Artificial Intelligence Expert Designs New Theory for Decision Making

Artificial Intelligence Expert Designs New Theory for Decision Making

How should humans make decisions when the outcomes of their choices are uncertainty and unpredictably determined by the theory of probability?

Such is the question posed by Prakash Shenoy, the Ronald G. Harper Distinguished Professor of Artificial Intelligence at the University of Kansas School of Business.

His resolution can be discovered in the brief article “An Interest-Valued Utility Theory for Decision making with Dempster-Shafer belief functions,” which appearing in the September issue of the International Journal of Approximate Reasoning.

Shenoy said that subjects tend to assume someone always can link likelihoods to unknown events.

Shenoy continues by telling that in realized life, one can never comprehend what probabilities really are. An actual individual does not know if they are 50 percent or 60 percent. This is the heart of the theory of belief roles that Arthur Dempster and Glenn Shafer established in the 1970s.

Their article (co-written with Thierry Denoeux) generalizes the decision-making concept from chance to belief function.

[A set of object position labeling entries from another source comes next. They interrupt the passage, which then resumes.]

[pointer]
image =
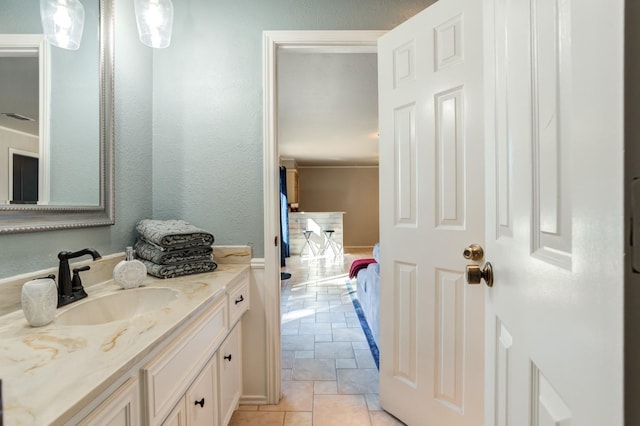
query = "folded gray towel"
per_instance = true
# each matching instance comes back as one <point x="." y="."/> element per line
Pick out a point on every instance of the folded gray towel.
<point x="155" y="254"/>
<point x="173" y="233"/>
<point x="179" y="270"/>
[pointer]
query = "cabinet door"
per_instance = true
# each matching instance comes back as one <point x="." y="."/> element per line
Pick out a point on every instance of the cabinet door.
<point x="177" y="416"/>
<point x="201" y="398"/>
<point x="119" y="409"/>
<point x="230" y="372"/>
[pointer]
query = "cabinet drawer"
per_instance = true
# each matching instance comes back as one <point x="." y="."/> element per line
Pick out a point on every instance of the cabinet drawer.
<point x="168" y="376"/>
<point x="239" y="299"/>
<point x="201" y="398"/>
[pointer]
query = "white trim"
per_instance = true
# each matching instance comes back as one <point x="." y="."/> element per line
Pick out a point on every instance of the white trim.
<point x="325" y="41"/>
<point x="338" y="167"/>
<point x="27" y="45"/>
<point x="253" y="400"/>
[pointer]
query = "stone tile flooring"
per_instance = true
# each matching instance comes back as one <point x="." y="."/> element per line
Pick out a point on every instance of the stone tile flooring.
<point x="329" y="376"/>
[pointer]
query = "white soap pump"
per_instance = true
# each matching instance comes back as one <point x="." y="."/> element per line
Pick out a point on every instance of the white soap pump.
<point x="130" y="272"/>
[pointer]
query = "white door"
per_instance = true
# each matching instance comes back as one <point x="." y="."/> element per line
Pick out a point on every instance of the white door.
<point x="554" y="212"/>
<point x="432" y="207"/>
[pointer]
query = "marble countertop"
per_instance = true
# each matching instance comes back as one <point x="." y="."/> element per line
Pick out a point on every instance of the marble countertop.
<point x="50" y="372"/>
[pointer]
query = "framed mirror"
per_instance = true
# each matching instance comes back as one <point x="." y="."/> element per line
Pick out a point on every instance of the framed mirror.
<point x="61" y="146"/>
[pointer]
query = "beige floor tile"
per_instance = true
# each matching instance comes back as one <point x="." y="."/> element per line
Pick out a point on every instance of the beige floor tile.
<point x="329" y="387"/>
<point x="296" y="396"/>
<point x="242" y="407"/>
<point x="339" y="410"/>
<point x="382" y="418"/>
<point x="253" y="418"/>
<point x="298" y="418"/>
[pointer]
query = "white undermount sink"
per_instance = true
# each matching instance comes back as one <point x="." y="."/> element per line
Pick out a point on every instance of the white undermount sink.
<point x="121" y="305"/>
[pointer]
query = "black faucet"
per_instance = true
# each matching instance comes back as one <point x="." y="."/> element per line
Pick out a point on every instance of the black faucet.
<point x="72" y="290"/>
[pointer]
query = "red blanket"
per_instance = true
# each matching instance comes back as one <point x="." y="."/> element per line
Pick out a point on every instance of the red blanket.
<point x="359" y="264"/>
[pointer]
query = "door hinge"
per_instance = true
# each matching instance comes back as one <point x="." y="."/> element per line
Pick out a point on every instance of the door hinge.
<point x="634" y="234"/>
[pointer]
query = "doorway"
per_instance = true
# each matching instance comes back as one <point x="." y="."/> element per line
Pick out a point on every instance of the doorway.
<point x="353" y="41"/>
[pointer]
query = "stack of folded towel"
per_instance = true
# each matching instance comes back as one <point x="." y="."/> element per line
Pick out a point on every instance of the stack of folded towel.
<point x="174" y="248"/>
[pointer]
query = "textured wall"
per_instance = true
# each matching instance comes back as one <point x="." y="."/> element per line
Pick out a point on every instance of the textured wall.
<point x="204" y="116"/>
<point x="208" y="163"/>
<point x="21" y="253"/>
<point x="351" y="190"/>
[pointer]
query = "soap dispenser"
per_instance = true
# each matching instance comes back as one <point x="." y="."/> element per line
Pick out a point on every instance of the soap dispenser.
<point x="130" y="272"/>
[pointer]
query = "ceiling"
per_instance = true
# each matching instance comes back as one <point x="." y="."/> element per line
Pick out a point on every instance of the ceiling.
<point x="19" y="92"/>
<point x="328" y="108"/>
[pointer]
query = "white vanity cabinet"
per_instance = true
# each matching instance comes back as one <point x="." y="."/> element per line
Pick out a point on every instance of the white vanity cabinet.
<point x="199" y="406"/>
<point x="230" y="373"/>
<point x="119" y="409"/>
<point x="197" y="378"/>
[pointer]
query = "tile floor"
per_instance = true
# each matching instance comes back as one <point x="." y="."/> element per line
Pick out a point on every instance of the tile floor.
<point x="329" y="376"/>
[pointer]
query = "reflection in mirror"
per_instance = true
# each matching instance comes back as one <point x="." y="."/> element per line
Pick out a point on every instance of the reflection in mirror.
<point x="59" y="117"/>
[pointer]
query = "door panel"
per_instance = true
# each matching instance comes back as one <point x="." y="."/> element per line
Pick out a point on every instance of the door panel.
<point x="431" y="172"/>
<point x="554" y="213"/>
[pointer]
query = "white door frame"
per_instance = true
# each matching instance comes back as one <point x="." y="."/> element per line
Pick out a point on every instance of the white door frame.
<point x="324" y="41"/>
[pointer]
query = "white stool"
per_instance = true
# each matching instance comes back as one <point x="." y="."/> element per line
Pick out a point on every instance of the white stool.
<point x="307" y="235"/>
<point x="328" y="233"/>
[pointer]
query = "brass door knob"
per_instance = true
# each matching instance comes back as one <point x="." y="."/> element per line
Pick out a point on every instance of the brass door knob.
<point x="475" y="275"/>
<point x="473" y="252"/>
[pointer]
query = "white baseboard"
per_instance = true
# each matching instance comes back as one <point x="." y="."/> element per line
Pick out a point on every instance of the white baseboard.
<point x="253" y="399"/>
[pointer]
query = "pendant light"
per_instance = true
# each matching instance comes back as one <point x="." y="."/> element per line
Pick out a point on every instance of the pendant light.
<point x="155" y="22"/>
<point x="62" y="22"/>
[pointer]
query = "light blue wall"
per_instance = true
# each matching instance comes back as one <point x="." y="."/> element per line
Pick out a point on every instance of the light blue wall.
<point x="208" y="163"/>
<point x="200" y="102"/>
<point x="21" y="253"/>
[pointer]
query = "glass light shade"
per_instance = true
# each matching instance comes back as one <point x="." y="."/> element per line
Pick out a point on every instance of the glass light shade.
<point x="62" y="22"/>
<point x="155" y="22"/>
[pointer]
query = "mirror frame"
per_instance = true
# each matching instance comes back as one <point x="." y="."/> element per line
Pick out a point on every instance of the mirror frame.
<point x="21" y="218"/>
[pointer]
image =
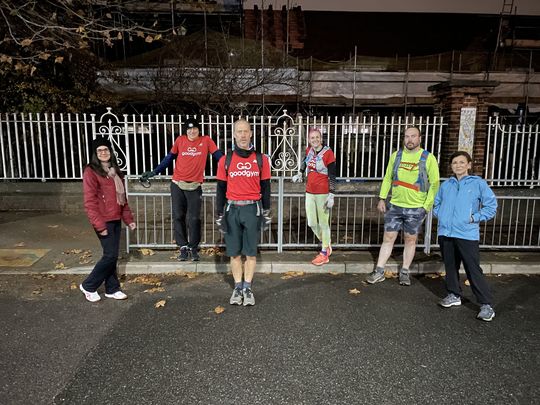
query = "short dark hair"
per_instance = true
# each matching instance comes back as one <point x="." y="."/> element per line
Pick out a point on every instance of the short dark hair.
<point x="461" y="153"/>
<point x="413" y="127"/>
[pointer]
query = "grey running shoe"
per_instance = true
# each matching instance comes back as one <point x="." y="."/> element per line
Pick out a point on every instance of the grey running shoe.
<point x="451" y="300"/>
<point x="486" y="313"/>
<point x="195" y="255"/>
<point x="236" y="298"/>
<point x="249" y="299"/>
<point x="404" y="278"/>
<point x="376" y="276"/>
<point x="184" y="254"/>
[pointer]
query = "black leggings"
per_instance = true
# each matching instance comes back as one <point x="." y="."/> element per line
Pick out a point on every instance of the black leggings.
<point x="186" y="212"/>
<point x="454" y="251"/>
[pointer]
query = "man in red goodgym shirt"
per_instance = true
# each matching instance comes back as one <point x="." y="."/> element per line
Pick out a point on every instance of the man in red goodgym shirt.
<point x="242" y="205"/>
<point x="190" y="152"/>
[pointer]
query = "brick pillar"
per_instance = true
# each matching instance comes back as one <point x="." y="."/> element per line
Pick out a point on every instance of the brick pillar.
<point x="462" y="102"/>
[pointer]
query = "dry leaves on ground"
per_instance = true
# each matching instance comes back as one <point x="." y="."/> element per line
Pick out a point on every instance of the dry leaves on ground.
<point x="154" y="290"/>
<point x="292" y="274"/>
<point x="212" y="251"/>
<point x="188" y="274"/>
<point x="146" y="280"/>
<point x="160" y="304"/>
<point x="147" y="252"/>
<point x="219" y="309"/>
<point x="72" y="252"/>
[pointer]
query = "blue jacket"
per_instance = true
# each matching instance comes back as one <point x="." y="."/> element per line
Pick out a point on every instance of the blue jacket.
<point x="458" y="201"/>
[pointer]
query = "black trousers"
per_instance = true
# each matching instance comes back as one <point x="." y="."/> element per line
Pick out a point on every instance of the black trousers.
<point x="454" y="251"/>
<point x="105" y="269"/>
<point x="186" y="211"/>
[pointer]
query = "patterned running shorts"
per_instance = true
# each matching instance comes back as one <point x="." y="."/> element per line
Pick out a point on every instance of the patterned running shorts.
<point x="408" y="219"/>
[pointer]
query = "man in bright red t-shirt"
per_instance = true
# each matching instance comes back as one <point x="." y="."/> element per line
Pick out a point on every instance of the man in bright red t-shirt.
<point x="190" y="152"/>
<point x="242" y="206"/>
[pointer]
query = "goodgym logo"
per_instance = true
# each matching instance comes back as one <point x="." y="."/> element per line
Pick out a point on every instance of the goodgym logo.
<point x="243" y="169"/>
<point x="191" y="151"/>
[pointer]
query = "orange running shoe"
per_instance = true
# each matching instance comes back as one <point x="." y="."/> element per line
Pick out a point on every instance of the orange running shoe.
<point x="320" y="259"/>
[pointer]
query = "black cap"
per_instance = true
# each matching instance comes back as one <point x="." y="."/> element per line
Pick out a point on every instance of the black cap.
<point x="192" y="123"/>
<point x="101" y="141"/>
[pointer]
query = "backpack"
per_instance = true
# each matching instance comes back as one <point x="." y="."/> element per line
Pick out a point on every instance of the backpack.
<point x="422" y="183"/>
<point x="228" y="159"/>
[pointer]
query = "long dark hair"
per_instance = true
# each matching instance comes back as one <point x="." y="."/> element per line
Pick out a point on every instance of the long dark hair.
<point x="95" y="163"/>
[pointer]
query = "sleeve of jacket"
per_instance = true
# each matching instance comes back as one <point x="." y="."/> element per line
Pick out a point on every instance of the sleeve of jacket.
<point x="387" y="180"/>
<point x="432" y="168"/>
<point x="91" y="199"/>
<point x="489" y="204"/>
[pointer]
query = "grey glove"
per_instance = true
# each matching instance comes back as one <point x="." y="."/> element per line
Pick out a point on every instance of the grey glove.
<point x="220" y="223"/>
<point x="266" y="220"/>
<point x="297" y="178"/>
<point x="329" y="203"/>
<point x="146" y="175"/>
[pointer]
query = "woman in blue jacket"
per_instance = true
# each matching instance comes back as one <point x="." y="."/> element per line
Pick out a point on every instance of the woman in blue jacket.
<point x="463" y="201"/>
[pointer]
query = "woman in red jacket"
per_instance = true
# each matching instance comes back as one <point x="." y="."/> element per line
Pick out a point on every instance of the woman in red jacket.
<point x="106" y="205"/>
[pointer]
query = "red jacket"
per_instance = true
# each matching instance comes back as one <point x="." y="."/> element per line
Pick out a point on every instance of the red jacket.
<point x="100" y="201"/>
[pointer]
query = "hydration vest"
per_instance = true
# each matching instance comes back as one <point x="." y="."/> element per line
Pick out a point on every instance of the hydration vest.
<point x="422" y="183"/>
<point x="320" y="167"/>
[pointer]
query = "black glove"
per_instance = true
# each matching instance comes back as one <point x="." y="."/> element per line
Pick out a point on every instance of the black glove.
<point x="266" y="220"/>
<point x="146" y="175"/>
<point x="221" y="224"/>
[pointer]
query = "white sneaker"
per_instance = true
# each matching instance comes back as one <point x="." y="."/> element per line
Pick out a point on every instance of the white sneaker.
<point x="119" y="295"/>
<point x="92" y="297"/>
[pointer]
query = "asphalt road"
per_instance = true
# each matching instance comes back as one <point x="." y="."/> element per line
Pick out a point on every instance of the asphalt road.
<point x="307" y="341"/>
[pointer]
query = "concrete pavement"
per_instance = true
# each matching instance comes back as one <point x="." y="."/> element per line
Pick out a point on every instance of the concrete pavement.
<point x="72" y="248"/>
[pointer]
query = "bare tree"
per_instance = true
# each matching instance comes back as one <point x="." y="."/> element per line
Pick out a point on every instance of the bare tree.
<point x="35" y="31"/>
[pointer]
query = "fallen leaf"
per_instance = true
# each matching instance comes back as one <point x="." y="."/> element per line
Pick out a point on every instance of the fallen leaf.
<point x="154" y="290"/>
<point x="147" y="252"/>
<point x="72" y="251"/>
<point x="147" y="280"/>
<point x="160" y="304"/>
<point x="291" y="274"/>
<point x="219" y="309"/>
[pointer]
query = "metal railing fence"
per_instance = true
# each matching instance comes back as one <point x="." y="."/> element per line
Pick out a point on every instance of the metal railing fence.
<point x="512" y="154"/>
<point x="355" y="223"/>
<point x="56" y="146"/>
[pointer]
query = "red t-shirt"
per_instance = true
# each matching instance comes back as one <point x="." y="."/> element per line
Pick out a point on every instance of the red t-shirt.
<point x="318" y="183"/>
<point x="191" y="158"/>
<point x="244" y="179"/>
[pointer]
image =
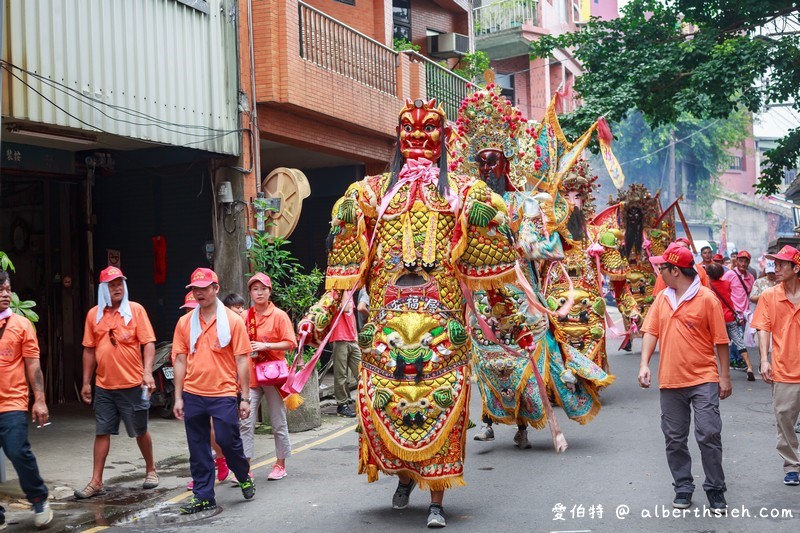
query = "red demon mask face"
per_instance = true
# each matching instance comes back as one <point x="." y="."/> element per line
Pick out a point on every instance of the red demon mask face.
<point x="421" y="129"/>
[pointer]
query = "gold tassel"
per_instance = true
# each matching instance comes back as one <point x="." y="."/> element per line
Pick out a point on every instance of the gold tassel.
<point x="293" y="401"/>
<point x="409" y="251"/>
<point x="431" y="449"/>
<point x="429" y="246"/>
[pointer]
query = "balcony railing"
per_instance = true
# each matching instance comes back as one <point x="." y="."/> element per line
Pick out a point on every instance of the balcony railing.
<point x="335" y="46"/>
<point x="504" y="15"/>
<point x="448" y="88"/>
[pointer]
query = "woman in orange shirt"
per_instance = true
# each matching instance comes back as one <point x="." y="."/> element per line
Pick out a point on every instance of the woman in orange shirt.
<point x="722" y="289"/>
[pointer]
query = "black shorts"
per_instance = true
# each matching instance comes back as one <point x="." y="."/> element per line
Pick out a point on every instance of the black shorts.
<point x="111" y="406"/>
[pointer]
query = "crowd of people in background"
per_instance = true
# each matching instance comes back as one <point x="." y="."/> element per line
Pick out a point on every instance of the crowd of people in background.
<point x="217" y="343"/>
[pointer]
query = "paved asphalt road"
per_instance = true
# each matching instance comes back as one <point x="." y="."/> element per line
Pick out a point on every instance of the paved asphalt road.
<point x="616" y="463"/>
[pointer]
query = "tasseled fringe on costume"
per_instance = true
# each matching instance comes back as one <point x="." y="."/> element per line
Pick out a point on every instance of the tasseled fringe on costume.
<point x="293" y="401"/>
<point x="496" y="281"/>
<point x="412" y="456"/>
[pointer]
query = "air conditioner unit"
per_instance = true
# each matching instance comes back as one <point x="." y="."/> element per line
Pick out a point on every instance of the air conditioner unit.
<point x="448" y="45"/>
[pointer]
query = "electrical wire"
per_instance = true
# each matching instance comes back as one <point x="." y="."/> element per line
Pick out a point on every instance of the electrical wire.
<point x="670" y="144"/>
<point x="78" y="95"/>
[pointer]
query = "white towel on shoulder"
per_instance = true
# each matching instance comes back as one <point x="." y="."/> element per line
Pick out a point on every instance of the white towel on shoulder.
<point x="104" y="300"/>
<point x="223" y="327"/>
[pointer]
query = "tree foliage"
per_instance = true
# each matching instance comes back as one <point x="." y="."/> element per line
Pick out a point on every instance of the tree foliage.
<point x="703" y="58"/>
<point x="701" y="147"/>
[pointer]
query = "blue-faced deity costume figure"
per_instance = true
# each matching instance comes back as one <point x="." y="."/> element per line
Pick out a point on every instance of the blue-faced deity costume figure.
<point x="495" y="146"/>
<point x="416" y="237"/>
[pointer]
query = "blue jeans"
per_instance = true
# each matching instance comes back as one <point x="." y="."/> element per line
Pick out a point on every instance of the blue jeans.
<point x="223" y="412"/>
<point x="14" y="442"/>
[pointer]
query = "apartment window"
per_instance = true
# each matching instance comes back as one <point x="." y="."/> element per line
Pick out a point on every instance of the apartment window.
<point x="735" y="162"/>
<point x="200" y="5"/>
<point x="401" y="16"/>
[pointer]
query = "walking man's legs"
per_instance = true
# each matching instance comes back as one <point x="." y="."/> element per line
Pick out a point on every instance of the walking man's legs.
<point x="675" y="420"/>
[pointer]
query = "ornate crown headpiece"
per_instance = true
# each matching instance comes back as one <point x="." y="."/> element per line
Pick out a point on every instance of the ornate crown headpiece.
<point x="580" y="179"/>
<point x="489" y="121"/>
<point x="637" y="195"/>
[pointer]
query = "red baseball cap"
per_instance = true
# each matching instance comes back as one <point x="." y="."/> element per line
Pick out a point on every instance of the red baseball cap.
<point x="111" y="273"/>
<point x="189" y="302"/>
<point x="202" y="277"/>
<point x="787" y="253"/>
<point x="675" y="254"/>
<point x="260" y="276"/>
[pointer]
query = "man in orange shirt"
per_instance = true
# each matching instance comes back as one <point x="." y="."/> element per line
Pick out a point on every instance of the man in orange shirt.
<point x="778" y="315"/>
<point x="212" y="350"/>
<point x="115" y="332"/>
<point x="686" y="320"/>
<point x="19" y="356"/>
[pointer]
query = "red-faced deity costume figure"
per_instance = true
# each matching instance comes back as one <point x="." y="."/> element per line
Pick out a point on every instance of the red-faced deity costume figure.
<point x="415" y="238"/>
<point x="637" y="215"/>
<point x="591" y="252"/>
<point x="493" y="137"/>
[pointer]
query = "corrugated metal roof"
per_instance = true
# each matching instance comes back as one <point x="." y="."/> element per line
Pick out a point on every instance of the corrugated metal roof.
<point x="156" y="70"/>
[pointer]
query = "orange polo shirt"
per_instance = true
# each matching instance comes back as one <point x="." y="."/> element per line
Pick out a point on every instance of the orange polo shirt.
<point x="18" y="343"/>
<point x="120" y="366"/>
<point x="776" y="314"/>
<point x="273" y="326"/>
<point x="687" y="338"/>
<point x="211" y="369"/>
<point x="660" y="285"/>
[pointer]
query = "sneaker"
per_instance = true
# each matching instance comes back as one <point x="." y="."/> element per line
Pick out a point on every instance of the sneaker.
<point x="43" y="515"/>
<point x="436" y="516"/>
<point x="248" y="487"/>
<point x="485" y="434"/>
<point x="222" y="469"/>
<point x="345" y="411"/>
<point x="198" y="505"/>
<point x="716" y="500"/>
<point x="89" y="491"/>
<point x="521" y="439"/>
<point x="278" y="472"/>
<point x="400" y="498"/>
<point x="683" y="500"/>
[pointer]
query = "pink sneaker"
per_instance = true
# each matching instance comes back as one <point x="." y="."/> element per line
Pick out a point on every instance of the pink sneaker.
<point x="278" y="472"/>
<point x="222" y="469"/>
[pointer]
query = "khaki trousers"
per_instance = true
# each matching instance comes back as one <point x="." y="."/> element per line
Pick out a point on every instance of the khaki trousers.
<point x="786" y="402"/>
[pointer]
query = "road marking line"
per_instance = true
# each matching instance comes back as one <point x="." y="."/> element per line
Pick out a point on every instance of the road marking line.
<point x="184" y="495"/>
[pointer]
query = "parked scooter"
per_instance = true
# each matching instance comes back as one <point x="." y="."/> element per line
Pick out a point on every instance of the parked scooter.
<point x="163" y="396"/>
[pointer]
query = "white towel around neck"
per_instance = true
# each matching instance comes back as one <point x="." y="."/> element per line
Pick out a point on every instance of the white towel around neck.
<point x="104" y="300"/>
<point x="690" y="293"/>
<point x="223" y="327"/>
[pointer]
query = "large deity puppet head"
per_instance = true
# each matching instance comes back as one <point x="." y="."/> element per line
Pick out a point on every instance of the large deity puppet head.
<point x="422" y="133"/>
<point x="489" y="127"/>
<point x="422" y="130"/>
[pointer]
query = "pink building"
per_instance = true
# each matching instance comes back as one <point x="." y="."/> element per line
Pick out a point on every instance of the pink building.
<point x="505" y="30"/>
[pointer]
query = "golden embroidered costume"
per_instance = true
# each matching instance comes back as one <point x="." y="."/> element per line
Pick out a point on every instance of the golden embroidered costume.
<point x="414" y="237"/>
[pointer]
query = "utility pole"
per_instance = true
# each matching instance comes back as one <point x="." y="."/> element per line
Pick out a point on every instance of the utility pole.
<point x="671" y="174"/>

The probability theory of decision making is used for making any choice with a high degree of involvement. Like should someone accept a new job offer or a marriage proposal? Something high-stakes. Somebody wouldn’t demand it for wherever to go for lunch, Shenoy said.

However, in general, we never comprehend what is going to happen. A Person may take an assignment, but may end up with a bad driver. There is a lot of uncertainty. Someone may have two job offers, having to decide two choices of what to take. Then you do the pros and cons and plug the probability into them. The likabilities are great when you have a lot of repetition. But if it’s a one-time thing, you can’t “average your winnings.”

Shenoy maintained that one of the first answers to this issue was given by John von Neumann and Oskar Morgenstern in their 1947 book Theory of Games and Economic Behavior. In 1961, Daniel Ellsberg showed, using experimentation, that von Neumann and Morgenstern’s theory of decision was not descriptive of human actions, especially when ambiguity was represented by unpredictability by the likelihood theory.

During the late 1960s and mid-1970s, Arthur Dempster and Glenn Shafer (a previous KU professor in both mathematics and business) evolved a calculus of uncertainty called belief features that was a generalization of probability theory that was much better able to represent uncertainty. However, there was no decision theory to choose from when this theory described uncertainty.

Shenoy’s short article provides the first formalization of a theory for decision decision making when uncertainty is defined by Dempster-Shafer belief functions comparable to von Neumann-Morgenstern theory. Furthermore, Shenoy said that this concept is much more able to clarify Ellsberg’s speculative conclusions for choosing under ambiguity.

The professor first addressed Denoeux on that topic three years before, while both were addressing graduate school students.

(“Denoeux”) went through all of the theories of decision making with belief functions. After that, I went and told him, “All this stuff you said is unsatisfactory.” And he concurred with me! I said I would love to come and work with him on this. So he sent me an offer.”

Shenoy sought a sabbatical, then went to France in spring 2019, where he invested five months working with Denoeux at the Université de Technologie de Compiègne..

He said it was culturally very enriching, as well as suitably rewarding.

Now in his 43rd year at KU, Shenoy continues to be an expert in uncertain thoughts and their applications to an expert system. He is the inventor of Valuation Based Systems (VBS), a mathematical architecture for knowledge representation and inference that consisting of many uncertainty computations. His VBS architecture is currently used for multisensor combinations in ballistic missiles for the United States Department of Defense.

He hopes that his most current study can benefit those who rely on belief functions.

This includes many individuals in the military, for example, Shenoy stated. Shenoy added, they like belief function because of its flexibility, and they want to know exactly how decisions are made. If you’re going to minimize every little thing to possibilities in the end, why not make use of probabilities to begin with?”


Raed the original article on The University of Kansas.